# MF 231 power steering



## bill1941 (Jan 21, 2017)

Hi, new here and need help. I just got a 1996 mf 231,it had been setting out in the woods for 3-4 years, not running ,so the power steering is not working. I have rebuilt the steering cylinders, pump and freed up the spindles. It still will not turn, any one know what else to do to it. Thanks


----------



## sixbales (May 18, 2011)

Howdy bill1941,

Welcome to the tractor forum.

At the base of your steering wheel shaft/column is a steering motor, or steering control valve. This is a rotary valve that distributes PS fluid to the appropriate end of the steering cylinders when you turn the steering wheel. I'm not familiar with the Massey Ferguson system, but Ford steering control valves have many pieces (balls, springs, plungers) that can come popping out on you if you are not prepared for them. The problem when this happens is that some pieces may be lost, and of course getting it all back together correctly. 

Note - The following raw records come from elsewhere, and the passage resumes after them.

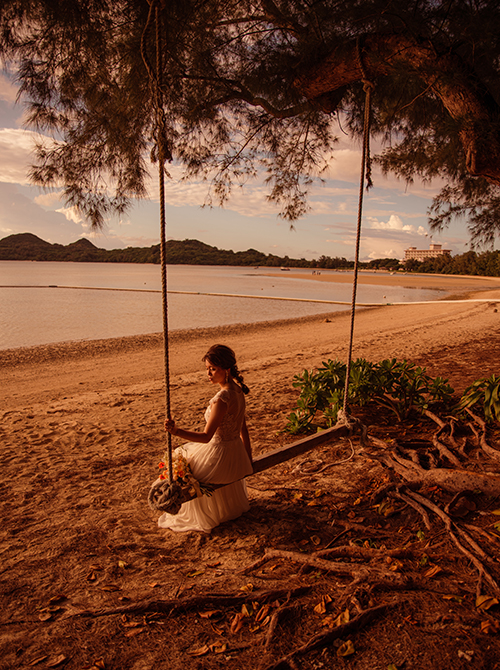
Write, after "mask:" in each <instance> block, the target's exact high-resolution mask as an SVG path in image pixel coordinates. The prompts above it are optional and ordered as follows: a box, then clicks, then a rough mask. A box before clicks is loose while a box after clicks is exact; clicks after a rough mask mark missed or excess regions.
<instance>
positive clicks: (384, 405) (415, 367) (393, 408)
mask: <svg viewBox="0 0 500 670" xmlns="http://www.w3.org/2000/svg"><path fill="white" fill-rule="evenodd" d="M345 376H346V365H345V364H344V363H341V362H340V361H337V360H335V361H332V360H328V361H327V362H323V364H322V366H321V367H320V368H318V370H316V371H315V372H313V371H308V370H304V371H303V372H302V374H298V375H296V376H295V377H294V378H293V386H294V387H295V388H297V389H300V395H299V398H298V400H297V407H296V409H295V411H293V412H292V413H291V414H290V416H289V417H288V423H287V426H286V428H285V430H286V431H287V432H289V433H293V434H296V433H301V432H305V431H306V430H310V429H311V428H313V427H314V422H315V420H317V418H318V417H317V415H318V413H320V415H321V416H320V417H319V420H320V422H321V423H322V424H323V425H324V424H326V426H327V427H329V426H332V425H333V424H334V423H335V422H336V421H337V415H338V412H339V410H340V409H342V407H343V404H344V388H345ZM452 395H453V389H452V388H451V386H450V385H449V384H448V382H447V380H446V379H442V378H441V377H436V378H435V379H433V378H432V377H430V376H429V375H428V374H426V372H425V368H421V367H419V366H415V365H413V363H409V362H408V361H397V360H396V359H395V358H393V359H387V360H384V361H381V362H380V363H370V362H369V361H366V360H365V359H363V358H358V359H357V360H356V361H353V362H352V363H351V373H350V376H349V389H348V401H349V404H350V405H358V406H363V405H366V404H367V403H370V402H371V403H375V404H377V405H379V406H382V407H386V408H388V409H389V410H390V411H392V412H394V414H395V415H396V417H397V418H398V420H399V421H402V420H403V419H405V418H407V417H408V415H409V414H410V412H411V411H412V410H415V408H417V409H420V410H424V409H428V408H429V407H430V406H432V405H434V404H437V403H441V404H444V405H445V406H446V407H447V408H449V406H451V400H452Z"/></svg>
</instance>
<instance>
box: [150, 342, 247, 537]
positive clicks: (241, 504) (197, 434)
mask: <svg viewBox="0 0 500 670" xmlns="http://www.w3.org/2000/svg"><path fill="white" fill-rule="evenodd" d="M203 360H204V361H205V365H206V368H207V374H208V379H209V381H210V382H211V383H212V384H218V385H219V386H220V390H219V391H218V393H216V395H215V396H214V397H213V398H212V399H211V400H210V402H209V404H208V407H207V410H206V412H205V421H206V425H205V428H204V429H203V431H201V432H195V431H191V430H184V429H183V428H179V427H178V426H177V425H176V424H175V421H174V420H173V419H170V420H167V421H165V429H166V430H167V431H169V432H170V433H171V434H172V435H175V436H176V437H180V438H181V439H184V440H189V441H188V442H187V444H184V445H183V446H182V447H181V449H182V451H183V452H184V454H185V457H186V460H187V461H188V463H189V466H190V468H191V472H192V474H193V477H194V478H195V479H196V480H198V481H199V482H202V483H207V484H227V486H224V487H222V488H219V489H216V490H215V491H214V492H213V494H212V495H210V496H206V495H204V496H202V497H200V498H195V499H194V500H190V501H189V502H186V503H184V504H183V505H182V507H181V509H180V511H179V513H178V514H176V515H172V514H168V513H164V514H162V516H161V517H160V518H159V519H158V525H159V526H160V528H170V529H171V530H174V531H179V532H182V531H190V530H198V531H203V532H206V533H208V532H210V531H211V530H212V528H215V526H218V525H219V524H220V523H223V522H224V521H229V520H231V519H236V518H237V517H238V516H240V515H241V514H243V512H246V511H247V510H248V509H249V503H248V498H247V494H246V486H245V482H244V481H243V478H244V477H246V476H247V475H250V474H251V473H252V471H253V469H252V451H251V446H250V437H249V435H248V429H247V425H246V421H245V394H247V393H248V392H249V389H248V387H247V386H246V385H245V383H244V382H243V377H242V376H241V374H240V372H239V371H238V367H237V365H236V357H235V354H234V351H233V350H232V349H230V348H229V347H226V346H225V345H223V344H215V345H214V346H212V347H210V349H209V350H208V352H207V353H206V354H205V356H204V357H203Z"/></svg>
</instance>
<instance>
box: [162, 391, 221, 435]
mask: <svg viewBox="0 0 500 670" xmlns="http://www.w3.org/2000/svg"><path fill="white" fill-rule="evenodd" d="M226 414H227V405H226V403H225V402H224V401H223V400H221V399H220V398H218V399H217V400H216V401H215V402H214V403H212V406H211V408H210V416H209V418H208V421H207V423H206V424H205V428H204V429H203V430H202V431H201V432H197V431H194V430H184V428H177V426H176V425H175V421H174V420H173V419H170V420H168V419H167V420H166V421H165V430H167V431H168V432H169V433H171V434H172V435H175V437H180V438H181V440H187V441H189V442H201V443H202V444H207V442H210V440H211V439H212V437H213V436H214V433H215V431H216V430H217V428H218V427H219V426H220V424H221V422H222V419H223V418H224V416H225V415H226Z"/></svg>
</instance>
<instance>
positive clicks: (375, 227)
mask: <svg viewBox="0 0 500 670" xmlns="http://www.w3.org/2000/svg"><path fill="white" fill-rule="evenodd" d="M368 221H369V223H370V228H371V229H372V230H389V231H398V232H402V233H416V234H417V235H425V234H426V233H425V230H424V228H423V227H422V226H419V227H418V229H417V230H416V229H415V227H414V226H411V225H409V224H404V223H403V220H402V219H401V217H400V216H398V215H397V214H391V216H390V217H389V219H388V220H387V221H379V220H378V219H377V218H375V217H372V216H371V217H368Z"/></svg>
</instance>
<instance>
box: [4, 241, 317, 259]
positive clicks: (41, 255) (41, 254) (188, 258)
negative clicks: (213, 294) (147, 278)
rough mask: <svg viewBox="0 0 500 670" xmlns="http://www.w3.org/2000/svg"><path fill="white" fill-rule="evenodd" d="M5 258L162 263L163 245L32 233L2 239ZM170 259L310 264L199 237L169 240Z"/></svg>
mask: <svg viewBox="0 0 500 670" xmlns="http://www.w3.org/2000/svg"><path fill="white" fill-rule="evenodd" d="M0 260H2V261H72V262H79V263H84V262H92V263H155V264H158V263H160V245H159V244H155V245H153V246H151V247H127V248H126V249H113V250H111V251H108V250H106V249H100V248H99V247H96V246H95V245H94V244H92V242H90V241H89V240H87V239H80V240H78V241H77V242H72V243H71V244H68V245H62V244H50V243H49V242H45V241H44V240H42V239H40V238H39V237H37V236H36V235H33V234H32V233H20V234H18V235H9V236H8V237H5V238H4V239H2V240H0ZM167 263H169V264H170V265H175V264H182V265H253V266H255V265H267V266H278V267H279V266H281V265H287V266H293V267H310V262H309V261H306V260H305V259H301V260H294V259H290V258H288V257H287V256H285V257H284V258H280V257H279V256H274V255H272V254H268V255H266V254H264V253H262V252H260V251H257V250H255V249H248V250H247V251H236V252H235V251H231V250H225V249H218V248H217V247H212V246H210V245H208V244H204V243H203V242H200V241H199V240H183V241H180V240H168V241H167Z"/></svg>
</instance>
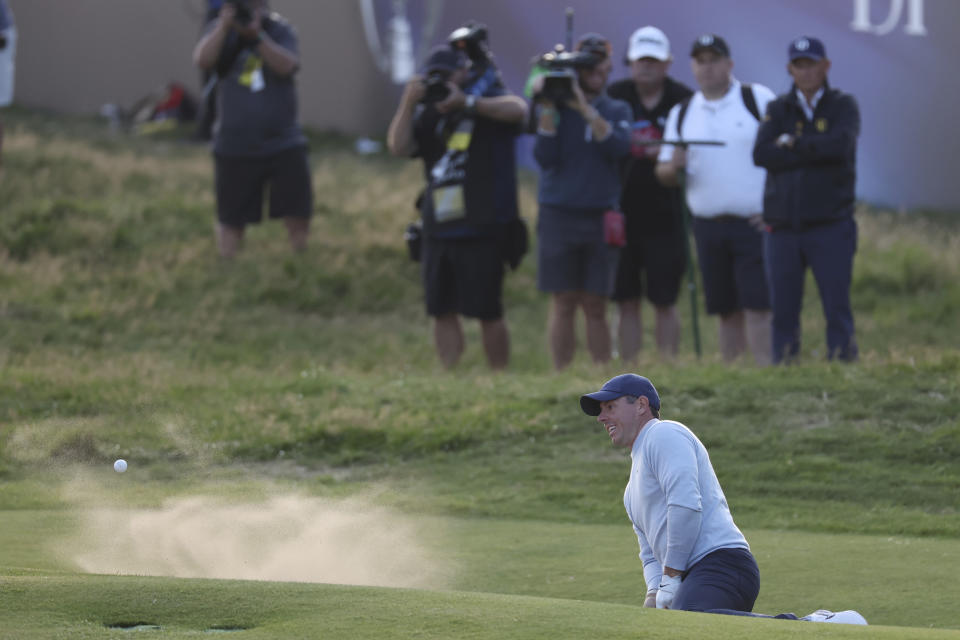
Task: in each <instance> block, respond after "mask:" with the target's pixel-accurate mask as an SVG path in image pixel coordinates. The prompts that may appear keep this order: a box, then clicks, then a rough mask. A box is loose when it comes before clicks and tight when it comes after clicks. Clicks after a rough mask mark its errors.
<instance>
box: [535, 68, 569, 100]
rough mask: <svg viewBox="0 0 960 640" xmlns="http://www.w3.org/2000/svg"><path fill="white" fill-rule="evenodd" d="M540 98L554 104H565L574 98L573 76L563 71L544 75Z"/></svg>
mask: <svg viewBox="0 0 960 640" xmlns="http://www.w3.org/2000/svg"><path fill="white" fill-rule="evenodd" d="M540 96H542V97H543V98H545V99H547V100H549V101H550V102H553V103H554V104H566V102H567V101H568V100H572V99H573V97H574V94H573V76H572V75H571V74H570V73H566V72H563V71H560V72H550V73H547V74H545V75H544V77H543V89H541V91H540Z"/></svg>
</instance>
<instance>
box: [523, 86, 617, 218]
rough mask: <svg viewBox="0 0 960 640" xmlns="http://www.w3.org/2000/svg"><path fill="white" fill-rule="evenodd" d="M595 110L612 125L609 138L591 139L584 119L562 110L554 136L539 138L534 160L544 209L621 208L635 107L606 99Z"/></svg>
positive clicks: (596, 105) (611, 208)
mask: <svg viewBox="0 0 960 640" xmlns="http://www.w3.org/2000/svg"><path fill="white" fill-rule="evenodd" d="M593 107H594V108H595V109H596V110H597V111H598V112H599V113H600V115H601V116H603V117H604V118H606V119H607V120H608V121H609V122H610V125H611V131H610V135H609V136H607V137H606V138H605V139H604V140H602V141H599V142H598V141H596V140H593V139H592V138H590V137H589V136H588V135H587V134H586V130H587V128H588V126H589V125H588V124H587V122H586V121H585V120H584V119H583V117H581V115H580V114H579V113H577V112H576V111H574V110H573V109H570V108H568V107H565V106H561V107H560V123H559V124H558V125H557V132H556V134H554V135H544V134H542V133H537V137H536V142H535V143H534V145H533V157H534V159H535V160H536V161H537V164H539V165H540V169H541V173H540V188H539V195H538V201H539V202H540V204H547V205H554V206H558V207H570V208H584V209H590V208H595V209H612V208H616V206H617V203H618V202H619V200H620V166H619V162H620V158H622V157H623V156H625V155H626V154H627V153H629V152H630V121H631V119H632V117H631V113H630V105H628V104H627V103H625V102H622V101H620V100H614V99H612V98H610V97H608V96H607V95H606V94H602V95H601V96H599V97H598V98H597V99H596V100H595V101H594V102H593Z"/></svg>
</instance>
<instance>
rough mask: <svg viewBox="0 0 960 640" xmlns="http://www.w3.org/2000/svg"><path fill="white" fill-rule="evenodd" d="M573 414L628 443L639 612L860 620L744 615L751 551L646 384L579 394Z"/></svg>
mask: <svg viewBox="0 0 960 640" xmlns="http://www.w3.org/2000/svg"><path fill="white" fill-rule="evenodd" d="M580 408H581V409H583V412H584V413H586V414H587V415H590V416H597V421H598V422H600V423H602V424H603V426H604V427H605V428H606V430H607V433H608V434H609V435H610V440H612V441H613V444H614V445H617V446H621V447H630V457H631V458H632V459H633V464H632V469H631V471H630V481H629V482H628V483H627V488H626V490H625V491H624V494H623V505H624V507H626V510H627V516H628V517H629V518H630V521H631V522H632V523H633V529H634V531H636V533H637V539H638V540H639V542H640V559H641V560H642V561H643V576H644V579H645V580H646V583H647V597H646V600H645V601H644V603H643V604H644V606H645V607H657V608H658V609H682V610H685V611H704V612H708V613H723V614H729V615H743V616H754V617H763V618H769V617H775V618H786V619H791V620H808V621H816V622H841V623H847V624H866V623H867V621H866V620H865V619H864V618H863V616H861V615H860V614H859V613H857V612H856V611H841V612H839V613H833V612H831V611H827V610H825V609H820V610H818V611H815V612H814V613H811V614H810V615H808V616H805V617H803V618H799V617H798V616H796V615H794V614H792V613H782V614H780V615H777V616H766V615H763V614H758V613H750V611H752V610H753V604H754V602H755V601H756V599H757V594H758V593H759V592H760V570H759V569H758V568H757V562H756V560H755V559H754V557H753V554H751V553H750V545H749V544H747V540H746V538H745V537H744V536H743V533H741V532H740V529H738V528H737V525H736V524H734V522H733V517H732V516H731V515H730V508H729V507H728V506H727V499H726V497H725V496H724V495H723V489H721V488H720V482H719V481H718V480H717V475H716V473H715V472H714V470H713V465H712V464H711V463H710V456H709V455H708V454H707V450H706V448H705V447H704V446H703V443H701V442H700V440H699V439H698V438H697V436H695V435H694V434H693V432H692V431H690V429H688V428H687V427H685V426H684V425H682V424H680V423H679V422H675V421H672V420H661V419H660V396H659V394H658V393H657V390H656V389H655V388H654V386H653V383H651V382H650V380H648V379H647V378H644V377H643V376H638V375H635V374H632V373H626V374H623V375H619V376H616V377H615V378H611V379H610V380H608V381H607V382H606V383H604V385H603V387H602V388H601V389H600V390H599V391H595V392H594V393H588V394H586V395H584V396H582V397H581V398H580Z"/></svg>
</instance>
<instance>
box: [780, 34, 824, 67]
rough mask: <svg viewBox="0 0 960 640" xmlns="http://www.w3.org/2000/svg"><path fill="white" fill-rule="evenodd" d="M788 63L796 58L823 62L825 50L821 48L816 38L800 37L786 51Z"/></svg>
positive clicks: (817, 40) (820, 46)
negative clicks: (815, 60)
mask: <svg viewBox="0 0 960 640" xmlns="http://www.w3.org/2000/svg"><path fill="white" fill-rule="evenodd" d="M787 55H788V57H789V58H790V62H793V61H794V60H796V59H798V58H810V59H811V60H823V59H824V58H826V57H827V48H826V47H824V46H823V43H822V42H820V40H818V39H817V38H811V37H809V36H800V37H799V38H796V39H794V41H793V42H791V43H790V48H789V49H788V50H787Z"/></svg>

You need to get a shop/service manual before you open up the valve. An I&T shop manual should suffice for this operation. You can usually find an I&T manual for about $30 on the internet. Ebay usually has a good selection. A manual will provide pictures to help illustrate what they are talking about.


----------



## bill1941 (Jan 21, 2017)

*thanks*

thanks for the help, I'll find a manual before I tare in to it.


----------



## ironhead (Mar 25, 2012)

I know this is an old thread, but I had a 240 with a steering problem. It would steer easy one way and I had to rev it up to make it steer the other way. As the other person stated there is a valve under the steering wheel like that on some Ford tractors. If you watch your steering wheel when you turn it, it goes up and down. The up and down motion covers and uncovers holes in the valve that lets the oil go through. That valve could be out of adjustment and it isn't a big job to adjust it. I think it takes 2 - 9/16" wrenches. It is really a pretty simple fix if that is the problem.


----------